Q. How many 3 digit odd numbers can be formed using 0,3,5,7, repetition not allowed.

WHAT I DID :-

3 x 3 x 1 = 9

For Hundredth place - It can be filled in 3 ways (any of 3,5,7), we cannot use 0.

For Tens place - It can be filled in 3 ways (from 0,3,5,7) as one of 3,5,7 already filled in hundredth place.

For Ones place - It can be filled in 1 way as two digits of 3,5,7 already used in above two places and it cannot use 0.

SOLUTION ON THE BOOK SAYS: -

It fills Hundredth first, then Ones and then Second. 3 X 2 X 2 = 12

What is that I'm not understanding or doing wrong?? How is it determined that which order should be followed, like first we should fill hundredth placed then first place then others ?

• You don't have to, but life is simpler if you do.

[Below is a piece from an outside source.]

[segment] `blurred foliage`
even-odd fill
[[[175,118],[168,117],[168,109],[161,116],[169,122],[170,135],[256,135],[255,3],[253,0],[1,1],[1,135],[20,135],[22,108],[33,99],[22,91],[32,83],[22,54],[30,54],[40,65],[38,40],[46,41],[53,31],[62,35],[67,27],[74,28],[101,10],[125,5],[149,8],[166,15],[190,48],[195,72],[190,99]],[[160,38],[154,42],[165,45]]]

It is often useful to take care of "restrictions" first. The middle digit is not fussy. But neither hundredth nor units digit can be $0$. – André Nicolas Oct 5 '14 at 5:55
• Elaborate please. – rickenjus Oct 5 '14 at 5:59
• The number must be odd, so it cannot end in $0$. Let's fix your analysis along the lines of the answer by Henry Swanson. You are right, there are $3$ ways to fill the hundreds digit. Now let's do the middle. If you use a $0$, you have $2$ choices for units digit. If you use an odd number in the middle ($2$ choices) you have only one choice for units digit. So total is $(3)[(1)(2)+(2)(1)]$. The "book" way is easier. – André Nicolas Oct 5 '14 at 6:04
• Thanks Andre, that was helpful. – rickenjus Oct 5 '14 at 6:13
• You are welcome. An analysis along your lines can be done, it is just that we have to break up into cases. Sometimes cases are unavoidable, but in this example leaving the choice of middle digit to the end makes cases unnecessary. – André Nicolas Oct 5 '14 at 6:18

There are $3$ ways to fill the hundreds place. $3$ ways to fill the tens place. But there can be $2$ or $1$ ways to fill in the ones place. For example, $30\_$ has two options, but $35\_$ has only one. It depends on how you fill the tens place. The solution given avoids that problem because it picks the units before the tens.